バスラットレオンが逃げて7着に負けたジャックルマロワ賞(フランス・ドーヴィル競馬場)を見ていて、日本馬にとって直線の1600mのGⅠを走りきるのがいかに難しいか、あらためて感じた。と同時に思ったのが、タイキシャトルの偉大さだった。
ジャックルマロワ賞からちょうど24年後の、8月17日
その3日後、余生を送っていたノーザンレイク(北海道新冠町)でタイキシャトルが息を引き取ったというニュースが届いた。28歳、老衰による心不全だったという。前夜までいつもと変わらずに生活していたそうだから、安らかな最期だったようだ。
「先週のジャックルマロワ賞の日本馬出走を見守って安心したのかもしれません」
NPO法人引退馬協会の代表がJRAのホームページにコメントをだしていた。息をひきとったのは8月17日の午前5時だという。
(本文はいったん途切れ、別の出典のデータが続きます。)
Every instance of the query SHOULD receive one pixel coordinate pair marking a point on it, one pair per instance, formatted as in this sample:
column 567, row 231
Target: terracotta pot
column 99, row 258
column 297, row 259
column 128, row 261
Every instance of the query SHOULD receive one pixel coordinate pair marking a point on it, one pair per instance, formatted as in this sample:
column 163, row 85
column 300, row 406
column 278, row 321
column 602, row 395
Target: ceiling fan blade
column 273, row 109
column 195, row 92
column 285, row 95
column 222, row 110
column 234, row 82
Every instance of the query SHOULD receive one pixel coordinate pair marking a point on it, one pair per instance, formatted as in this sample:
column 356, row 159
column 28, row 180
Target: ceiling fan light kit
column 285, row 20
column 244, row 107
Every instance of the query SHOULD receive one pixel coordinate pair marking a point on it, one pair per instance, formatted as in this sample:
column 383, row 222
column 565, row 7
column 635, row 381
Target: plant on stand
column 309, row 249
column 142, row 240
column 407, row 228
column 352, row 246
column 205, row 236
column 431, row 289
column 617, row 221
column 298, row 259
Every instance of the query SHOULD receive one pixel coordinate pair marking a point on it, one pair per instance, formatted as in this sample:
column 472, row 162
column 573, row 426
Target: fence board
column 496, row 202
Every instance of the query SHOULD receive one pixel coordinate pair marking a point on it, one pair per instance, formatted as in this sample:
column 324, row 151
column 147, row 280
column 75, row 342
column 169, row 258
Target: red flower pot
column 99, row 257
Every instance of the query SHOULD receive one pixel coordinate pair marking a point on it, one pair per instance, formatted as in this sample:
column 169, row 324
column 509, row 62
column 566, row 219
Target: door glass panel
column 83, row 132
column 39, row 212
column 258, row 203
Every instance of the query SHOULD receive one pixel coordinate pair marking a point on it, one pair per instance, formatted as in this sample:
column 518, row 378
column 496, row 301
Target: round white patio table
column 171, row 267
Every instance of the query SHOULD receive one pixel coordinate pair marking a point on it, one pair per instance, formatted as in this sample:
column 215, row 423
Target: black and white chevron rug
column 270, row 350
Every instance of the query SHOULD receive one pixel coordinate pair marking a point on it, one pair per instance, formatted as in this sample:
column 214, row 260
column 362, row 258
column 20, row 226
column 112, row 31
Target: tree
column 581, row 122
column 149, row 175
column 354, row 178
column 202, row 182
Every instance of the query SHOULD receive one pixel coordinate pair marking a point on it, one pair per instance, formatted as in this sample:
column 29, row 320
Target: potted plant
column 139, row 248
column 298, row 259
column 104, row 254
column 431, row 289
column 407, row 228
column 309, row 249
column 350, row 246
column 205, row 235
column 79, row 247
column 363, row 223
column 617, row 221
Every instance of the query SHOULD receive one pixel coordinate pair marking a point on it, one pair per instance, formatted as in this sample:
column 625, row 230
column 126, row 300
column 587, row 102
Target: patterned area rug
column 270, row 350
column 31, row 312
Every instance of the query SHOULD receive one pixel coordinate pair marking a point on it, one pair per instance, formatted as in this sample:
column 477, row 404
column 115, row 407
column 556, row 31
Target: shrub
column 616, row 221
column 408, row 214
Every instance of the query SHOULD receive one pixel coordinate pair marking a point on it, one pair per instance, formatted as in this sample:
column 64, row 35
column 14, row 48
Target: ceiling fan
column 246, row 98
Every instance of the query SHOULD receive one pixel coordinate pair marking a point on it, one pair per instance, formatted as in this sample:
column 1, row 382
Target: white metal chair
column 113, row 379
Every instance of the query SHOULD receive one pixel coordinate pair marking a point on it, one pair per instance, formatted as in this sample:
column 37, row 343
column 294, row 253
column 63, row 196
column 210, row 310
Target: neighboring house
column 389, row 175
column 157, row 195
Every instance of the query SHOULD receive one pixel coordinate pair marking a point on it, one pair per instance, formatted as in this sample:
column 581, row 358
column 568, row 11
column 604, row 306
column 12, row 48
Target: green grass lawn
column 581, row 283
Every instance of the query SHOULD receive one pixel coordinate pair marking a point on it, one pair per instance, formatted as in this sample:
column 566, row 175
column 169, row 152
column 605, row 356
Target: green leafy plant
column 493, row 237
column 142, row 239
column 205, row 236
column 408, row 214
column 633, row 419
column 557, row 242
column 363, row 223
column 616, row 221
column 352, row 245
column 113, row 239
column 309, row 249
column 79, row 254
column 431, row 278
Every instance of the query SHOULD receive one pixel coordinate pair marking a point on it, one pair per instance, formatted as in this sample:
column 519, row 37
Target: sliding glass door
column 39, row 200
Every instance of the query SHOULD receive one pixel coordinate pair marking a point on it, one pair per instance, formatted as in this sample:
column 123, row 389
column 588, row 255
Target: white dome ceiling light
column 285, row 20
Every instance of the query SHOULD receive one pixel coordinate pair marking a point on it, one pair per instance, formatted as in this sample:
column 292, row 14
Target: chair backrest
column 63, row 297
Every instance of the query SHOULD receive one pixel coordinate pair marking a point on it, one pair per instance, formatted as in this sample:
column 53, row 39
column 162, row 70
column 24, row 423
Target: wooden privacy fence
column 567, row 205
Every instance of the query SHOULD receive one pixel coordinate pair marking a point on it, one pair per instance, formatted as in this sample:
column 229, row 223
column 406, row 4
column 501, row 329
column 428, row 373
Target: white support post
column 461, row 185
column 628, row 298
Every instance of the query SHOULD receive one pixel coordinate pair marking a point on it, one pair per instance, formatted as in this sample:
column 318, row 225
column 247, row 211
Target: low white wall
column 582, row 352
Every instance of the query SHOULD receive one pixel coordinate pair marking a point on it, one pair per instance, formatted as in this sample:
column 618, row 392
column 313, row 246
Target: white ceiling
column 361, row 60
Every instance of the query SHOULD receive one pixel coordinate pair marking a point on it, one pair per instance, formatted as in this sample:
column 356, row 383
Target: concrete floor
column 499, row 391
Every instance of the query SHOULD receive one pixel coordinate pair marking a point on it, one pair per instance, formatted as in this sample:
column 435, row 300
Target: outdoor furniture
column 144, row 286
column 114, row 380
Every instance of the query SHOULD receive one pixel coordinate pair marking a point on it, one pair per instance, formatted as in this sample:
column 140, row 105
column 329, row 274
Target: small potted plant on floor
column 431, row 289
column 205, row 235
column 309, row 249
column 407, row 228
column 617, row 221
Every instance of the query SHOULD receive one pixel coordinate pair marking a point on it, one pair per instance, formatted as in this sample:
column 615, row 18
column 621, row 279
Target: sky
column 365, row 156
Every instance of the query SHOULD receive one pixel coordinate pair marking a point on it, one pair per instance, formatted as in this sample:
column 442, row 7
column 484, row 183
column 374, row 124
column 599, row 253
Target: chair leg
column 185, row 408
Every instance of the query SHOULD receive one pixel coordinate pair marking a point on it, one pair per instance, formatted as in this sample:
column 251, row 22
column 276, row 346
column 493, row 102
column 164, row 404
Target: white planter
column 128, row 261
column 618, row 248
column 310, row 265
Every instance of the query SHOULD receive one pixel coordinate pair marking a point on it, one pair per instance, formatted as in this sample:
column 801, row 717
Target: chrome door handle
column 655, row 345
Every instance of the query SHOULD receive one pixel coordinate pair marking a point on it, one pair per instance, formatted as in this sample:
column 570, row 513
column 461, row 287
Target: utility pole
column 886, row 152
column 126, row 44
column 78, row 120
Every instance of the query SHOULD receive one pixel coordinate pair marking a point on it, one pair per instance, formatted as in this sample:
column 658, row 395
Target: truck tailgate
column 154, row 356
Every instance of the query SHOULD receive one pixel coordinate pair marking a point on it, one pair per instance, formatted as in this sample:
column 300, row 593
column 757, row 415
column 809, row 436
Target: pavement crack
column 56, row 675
タイキシャトルがフランスでジャックルマロワ賞に勝った日(1998年8月16日)からちょうど24年後だった。
タイキシャトルは種牡馬をリタイアした後は認定NPO法人引退馬協会の所有馬に。会費や寄付、助成金収入を用いた馬の里親制度により馬生が支えられていた ©Daisuke Asauchi
タイキシャトルは栗毛のきれいな馬だった。アメリカ産のマイラーらしく筋肉質で馬体も大きい。かといってスピードを前面に出して突っ走るわけでもなく、レースはおとなびていて、目の覚めるような瞬発力を見せるわけでもない。ただ、ほかの馬とは別次元のところを走っていた。そのレースぶりは、岡部幸雄さんが乗っていたシンボリルドルフを彷彿させるものだった。